Yaşamın doğasında huzur ve denge vardır. Zihnimizi susturup sessiz ve sakin bir şekilde dinleyip gözlemlersek o huzuru ve dengeyi çok rahat görebiliriz.
Belli bir farkındalığa ulaşan kişi kendini kızdıran ve an içerisinde ortaya çıkan bu durumun özgürleşmesi gereken duygular olduğunu, kızmadığında bu dersi geçeceğini, bu yüzden aklına gelen kötü sözlerin kendine ait olmadığını, kafasının içinde konuşanın kendisi olmadığını, kendisinin sadece bu sesleri duyan olduğunu bilir. Işte...konuşan şeytanimiz dediğimiz zihnimizdir.
Kafasının içinde konuşanın kendisi olduğunu zannedense yükselen ateşle kavgaya tutuşur ve sonu pişmanlıktır, madde aleminde şeytanın çalışma sistemi böyledir.

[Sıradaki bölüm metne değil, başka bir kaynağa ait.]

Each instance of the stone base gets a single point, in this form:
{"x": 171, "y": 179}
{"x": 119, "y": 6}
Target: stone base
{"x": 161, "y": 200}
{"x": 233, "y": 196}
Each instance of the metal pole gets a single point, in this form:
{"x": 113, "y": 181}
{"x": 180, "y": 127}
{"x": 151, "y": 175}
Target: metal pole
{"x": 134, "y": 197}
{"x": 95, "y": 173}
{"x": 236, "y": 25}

Oysaki sizi kızdıran eşiniz, sevgiliniz, çocuğunuz veya etkileşimde olduğunuz her hangi birisi sizdeki özgürleşmeniz gereken konuyu açığa çıkarmak için sistem tarafından emrolduğu şekilde hareket etmektedir ve sizi kızdıran sizin şeytanınızdır.

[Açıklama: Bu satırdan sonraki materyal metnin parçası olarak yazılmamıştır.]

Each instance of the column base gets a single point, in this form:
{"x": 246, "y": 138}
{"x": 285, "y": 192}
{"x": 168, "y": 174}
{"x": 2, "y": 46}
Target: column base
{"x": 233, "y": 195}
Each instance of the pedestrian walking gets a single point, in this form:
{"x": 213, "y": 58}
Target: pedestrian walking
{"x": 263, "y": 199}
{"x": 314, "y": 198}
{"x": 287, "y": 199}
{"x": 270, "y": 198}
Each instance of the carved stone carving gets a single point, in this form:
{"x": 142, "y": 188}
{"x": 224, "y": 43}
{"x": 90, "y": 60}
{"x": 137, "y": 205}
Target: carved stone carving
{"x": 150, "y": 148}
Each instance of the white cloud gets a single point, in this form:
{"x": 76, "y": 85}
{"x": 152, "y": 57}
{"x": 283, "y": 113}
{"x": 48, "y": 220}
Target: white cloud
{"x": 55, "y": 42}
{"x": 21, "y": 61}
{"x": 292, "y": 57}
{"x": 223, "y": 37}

Karşı taraf ne yaparsa yapsın ve kim olursa olsun sizi kızdırmak için emrolunmuştur, sebep ne olursa olsun asla kızılmamalıdır. Kızma duygusunu notrlemedikće bu sınavımızı verememiş oluyoruz ve tekrar tekrar aynı şeyleri yaşayacağız. Bunu bize yaşatan Ali hayatimizdan çıkacak olsa Ahmet yine hayatımıza girip yaşatacaktır bize bunları, takiii bu sınavımızı verinceye kadar.

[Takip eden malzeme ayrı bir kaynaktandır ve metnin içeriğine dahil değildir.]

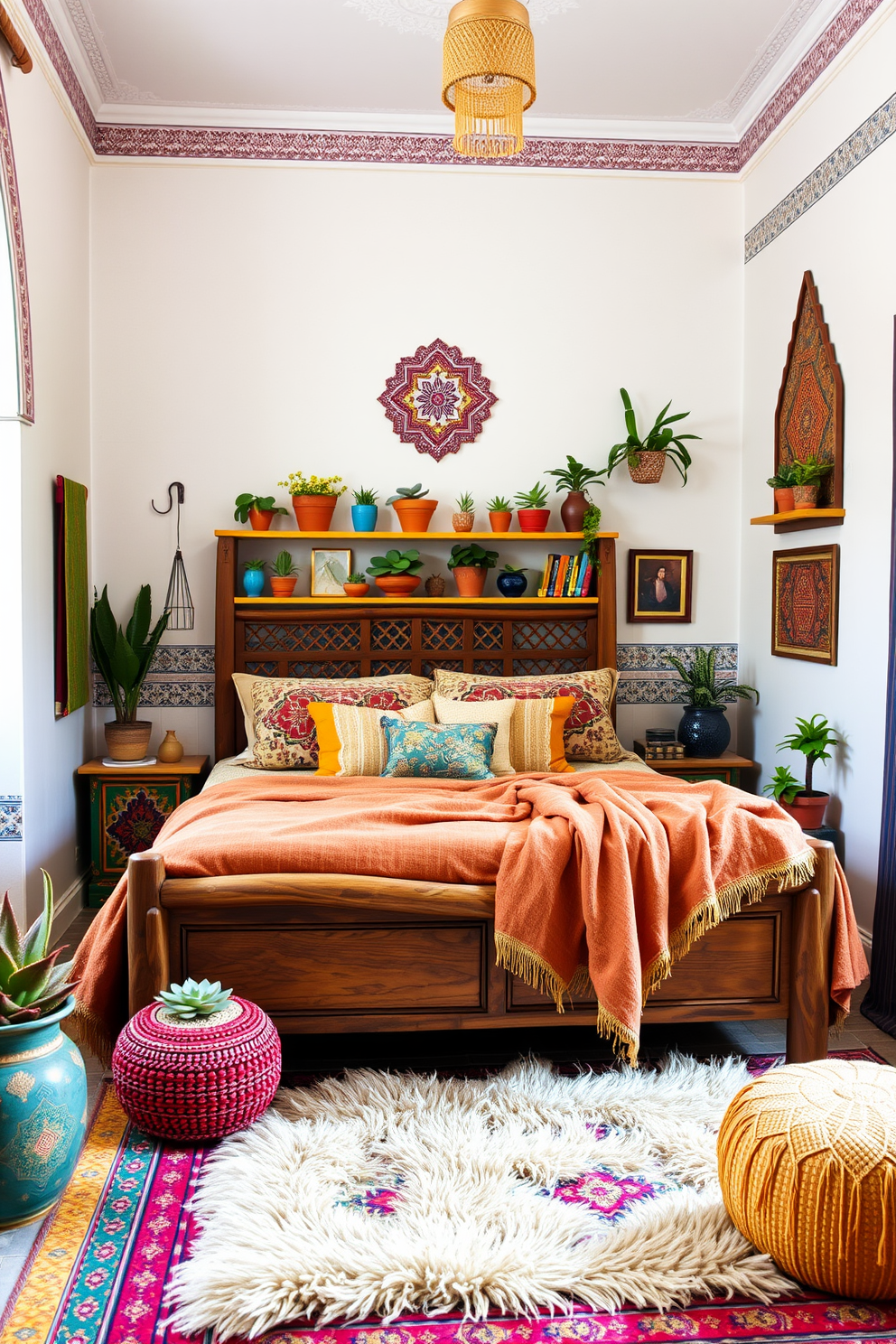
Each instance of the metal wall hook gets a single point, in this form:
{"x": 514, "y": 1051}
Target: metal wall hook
{"x": 171, "y": 499}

En çok kızdığı, öfkelendiği, yargıladığı, nefret ettiği, hoş göremediği bir durumla karşılaştığında sakın olabilen, dengede kalabilen kişi şeytanıyla barışmış olur ( Namazdaki rüku ve secde hareketi de bunun fiziksel anlatımından başka birşey değildir) ve kendi kendinin efendisidir artık. Işte bu durumda özgürleşmiş, ÖZ olabilmişizdir.